Using online gearing top speed calculators I realized that the bigger the diameter of the wheels, the higher the theoretical gearing top speed is. Why is that? Why does bigger wheel act as increasing the gear ratio and thus increasing the theoretical gearing top speed, does bigger wheels also reduce the torque going to the ground because it makes the gearing taller?
The answer lies in the rpm conversion to ground travel. Any gearing in a motor vehicle is designed to provide sufficient torque to begin moving (with load, of course) and to keep the engine in the appropriate rpm range.
Consider one thousand engine revolutions. The transmission converts that through the cogs and shafts and belts (CVT) and torque converters (automatic transmissions/locking) into a different value on the output shaft. Depending on the vehicle design, this revolution is then passed through a differential, which is going to change the value again.

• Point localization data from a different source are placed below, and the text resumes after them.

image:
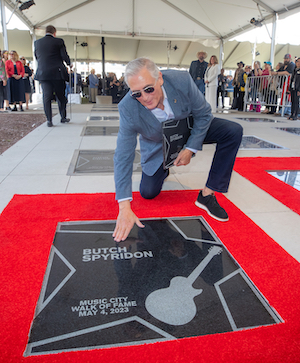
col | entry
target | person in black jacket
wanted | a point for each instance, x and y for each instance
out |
(295, 91)
(50, 53)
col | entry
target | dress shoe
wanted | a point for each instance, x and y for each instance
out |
(64, 120)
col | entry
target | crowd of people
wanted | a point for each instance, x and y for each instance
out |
(17, 84)
(215, 85)
(16, 81)
(94, 85)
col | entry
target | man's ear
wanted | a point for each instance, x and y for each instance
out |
(160, 79)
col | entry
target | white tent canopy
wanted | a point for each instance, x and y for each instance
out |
(169, 31)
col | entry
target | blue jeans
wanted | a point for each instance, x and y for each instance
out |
(227, 135)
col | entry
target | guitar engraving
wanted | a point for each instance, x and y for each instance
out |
(175, 304)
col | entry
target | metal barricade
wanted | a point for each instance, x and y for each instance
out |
(269, 91)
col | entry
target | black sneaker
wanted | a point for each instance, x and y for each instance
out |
(212, 207)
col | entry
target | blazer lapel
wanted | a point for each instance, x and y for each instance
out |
(174, 100)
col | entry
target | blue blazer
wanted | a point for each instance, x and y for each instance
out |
(185, 99)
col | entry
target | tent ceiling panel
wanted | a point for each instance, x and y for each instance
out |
(191, 20)
(135, 28)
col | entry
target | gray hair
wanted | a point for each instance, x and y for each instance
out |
(136, 65)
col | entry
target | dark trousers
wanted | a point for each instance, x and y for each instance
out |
(49, 88)
(227, 135)
(295, 103)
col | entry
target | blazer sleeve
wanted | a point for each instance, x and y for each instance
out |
(212, 75)
(201, 112)
(124, 155)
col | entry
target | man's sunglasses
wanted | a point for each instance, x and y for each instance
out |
(138, 94)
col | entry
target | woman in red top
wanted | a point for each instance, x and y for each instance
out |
(15, 73)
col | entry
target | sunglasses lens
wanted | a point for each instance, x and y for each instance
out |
(149, 90)
(136, 94)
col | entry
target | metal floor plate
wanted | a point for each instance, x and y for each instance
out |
(290, 177)
(254, 143)
(102, 118)
(100, 131)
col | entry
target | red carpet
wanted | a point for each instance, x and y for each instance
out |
(256, 170)
(28, 226)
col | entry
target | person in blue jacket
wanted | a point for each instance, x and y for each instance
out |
(155, 97)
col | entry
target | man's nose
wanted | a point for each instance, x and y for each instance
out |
(145, 96)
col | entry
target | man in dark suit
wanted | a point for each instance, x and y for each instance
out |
(50, 53)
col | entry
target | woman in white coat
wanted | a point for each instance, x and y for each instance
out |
(211, 82)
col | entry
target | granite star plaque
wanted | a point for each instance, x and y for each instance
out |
(169, 280)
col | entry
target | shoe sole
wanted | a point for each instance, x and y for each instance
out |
(201, 206)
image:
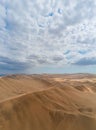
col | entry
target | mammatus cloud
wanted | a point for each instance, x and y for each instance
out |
(41, 33)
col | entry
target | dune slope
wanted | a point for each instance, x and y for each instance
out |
(48, 102)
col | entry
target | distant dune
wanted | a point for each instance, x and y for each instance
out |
(48, 102)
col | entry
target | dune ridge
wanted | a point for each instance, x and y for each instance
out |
(48, 102)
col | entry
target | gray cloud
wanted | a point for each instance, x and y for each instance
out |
(86, 61)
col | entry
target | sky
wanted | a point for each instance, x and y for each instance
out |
(47, 36)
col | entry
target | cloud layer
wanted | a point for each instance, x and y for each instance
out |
(36, 33)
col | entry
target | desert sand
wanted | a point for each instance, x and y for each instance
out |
(48, 102)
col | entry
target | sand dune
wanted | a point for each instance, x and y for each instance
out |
(48, 102)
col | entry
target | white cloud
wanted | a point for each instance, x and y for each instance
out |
(41, 32)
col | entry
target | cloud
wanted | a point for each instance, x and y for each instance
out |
(41, 33)
(86, 61)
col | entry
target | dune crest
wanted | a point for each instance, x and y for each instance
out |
(48, 102)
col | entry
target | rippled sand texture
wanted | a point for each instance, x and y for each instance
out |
(48, 102)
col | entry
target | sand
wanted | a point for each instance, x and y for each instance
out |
(48, 102)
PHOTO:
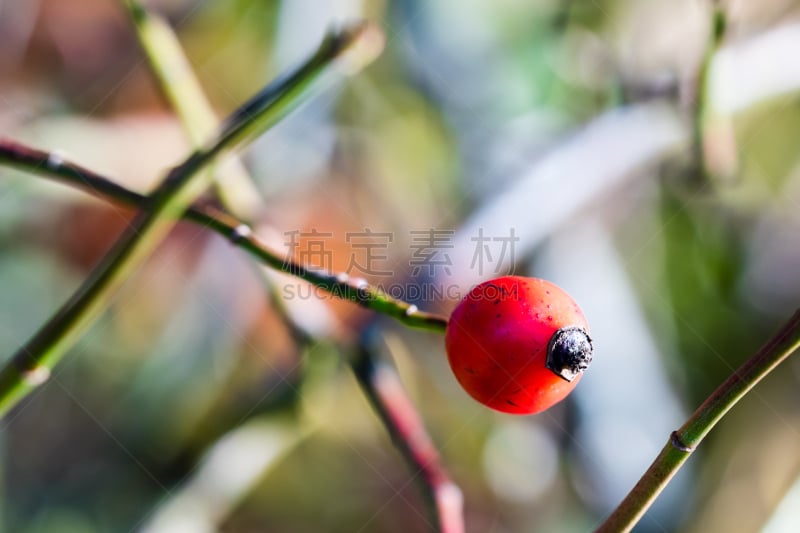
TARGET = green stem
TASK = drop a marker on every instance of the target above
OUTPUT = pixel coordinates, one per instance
(29, 366)
(685, 440)
(338, 284)
(701, 107)
(175, 77)
(383, 389)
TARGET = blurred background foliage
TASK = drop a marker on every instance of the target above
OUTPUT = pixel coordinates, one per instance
(670, 212)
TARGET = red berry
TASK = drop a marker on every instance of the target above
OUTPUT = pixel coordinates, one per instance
(518, 345)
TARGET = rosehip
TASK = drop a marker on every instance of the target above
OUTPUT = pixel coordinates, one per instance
(518, 345)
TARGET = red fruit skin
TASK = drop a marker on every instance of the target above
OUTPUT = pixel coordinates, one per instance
(497, 339)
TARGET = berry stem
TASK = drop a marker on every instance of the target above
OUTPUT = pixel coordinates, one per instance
(685, 440)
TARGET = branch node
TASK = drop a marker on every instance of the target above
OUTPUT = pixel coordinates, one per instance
(239, 233)
(55, 159)
(678, 444)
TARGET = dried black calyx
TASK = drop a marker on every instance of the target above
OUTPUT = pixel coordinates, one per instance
(569, 352)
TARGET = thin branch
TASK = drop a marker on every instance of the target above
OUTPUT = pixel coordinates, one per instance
(338, 284)
(382, 387)
(29, 366)
(701, 109)
(685, 440)
(174, 75)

Allowing for the incredibly high revolutions per minute of an internal combustion engine, the ratio will be substantial. As an example, Car & Driver magazine, November 2022, p.53, lists 5.2 miles per hour per 1000 rpm for the 2023 Toyota GR Corolla Circuit. This would represent the speed on the tested tires, Michelin Pilot Sport 4, 235/40ZR18. Sixty thousand revolutions during that hour traveling five point two miles calculates to about six inches for each engine revolution. An increase in tire diameter of approximately one-third of an inch adds an inch of travel.
Changing the tire size to something smaller would result in less distance traveled during that one hour and conversely, a larger tire would result in a greater distance traveled.
As you suggest, the effective gearing is also changed. The last mechanical conversion of the power train is the distance from the center of the wheel to the ground. A lever with a greater length (larger tire), pivoting from one end (wheel hub) requires more force to move the equivalent mass at the end (entire motor vehicle) than a smaller lever (smaller tire) does.
Small tires = more torque, less speed. Large tires = less torque, more speed.
This is obviously a simplification, but does factor in when one allows for the necessity to either re-calibrate one's speedometer or determine the speed change with a tire change.